Furthermore, although the public data can have abundant data spanning many fields, there are key areas in which public data lacks information. Data such as health records, law-enforcement incident reports, and standardized testing scores are often kept confidential under private regulations. In Ontario, Canada, health records in particular require potential users to obtain consent before it can be collected, used, or even disclosed (Information and Privacy Commissioner of Ontario, 2015). Therefore, public data is optimal when it comes to quantity, but can be deficient in terms of quality.

On the other hand, private data is difficult to access, but can encompass vital sensitive information. Its quantity is still substantial, but it is kept behind barriers of legal, contractual, and technical controls, thus the volume of accessible private data for AI training is limited. However, private data is often high quality: Upstart’s lending-risk model, which was trained on private data like credit-bureau files and bank-transaction histories, was able to accurately determine risk when lending to specific individuals (Chakravarty, 2024). These attributes of private data allow for AI models’ performance to be well beyond what public data can achieve. Furthermore, the limited availability of private data means less entities access it for training, so there is more potential improvement available for AI systems. Take NYUTron, a clinical language model trained on private data which was able to keep improving at rates of 5.36–14.7% compared to traditional models (Jiang, Liu, Nejatian, et al., 2023), showing the untapped potential of private data. 

Due to private data’s high demand and value, owners of these sources are less likely to allow their data to be used by anyone. As a consequence, an industry where regulation-breaching groups steal and sell valuable private data has emerged. A recent case was the HCA Healthcare breach in 2023, where a party stole personal details of 11 million patients, and posted the data for sale on the dark web (Whittaker, 2023). As such, while private data is good quality, its public unavailability makes it difficult to harness in AI training.

Conclusion

Choosing between public and private data is not an afterthought. It determines who benefits, what the risks are, and how far AI can safely progress. In a world where AI and data are becoming exceedingly important, understanding both types of data and their characteristics is crucial.
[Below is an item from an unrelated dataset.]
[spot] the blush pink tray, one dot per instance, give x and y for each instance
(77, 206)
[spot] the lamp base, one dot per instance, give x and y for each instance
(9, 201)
It helps policymakers create balanced rules, organizations build consent-respecting and secure systems, and individuals judge and use AI properly. 

Both public data and private data have benefits and drawbacks for AI training, and neither leads directly to good AI. Public data offers an abundance of available information, low entry costs, and minimal data regulation, which allow for the rapid development and improvement of AI models. However, its quality and absence in sensitive domains leaves critical knowledge gaps. On the contrary, private data supplies depth, accuracy, and more domain-specific insight, enabling the training of more powerful and specific AI models. Yet, a lack of availability to the general population and high risks of regulation violation inhibits the potential of private data. 

Thus, good AI cannot rely on specifically one type of data, and neither type of data can directly produce good AI. Instead, a combination of both public and private data for AI training can lead to more optimal results, and can advance AI systems to be both powerful in real-world applications whilst being ethically responsible.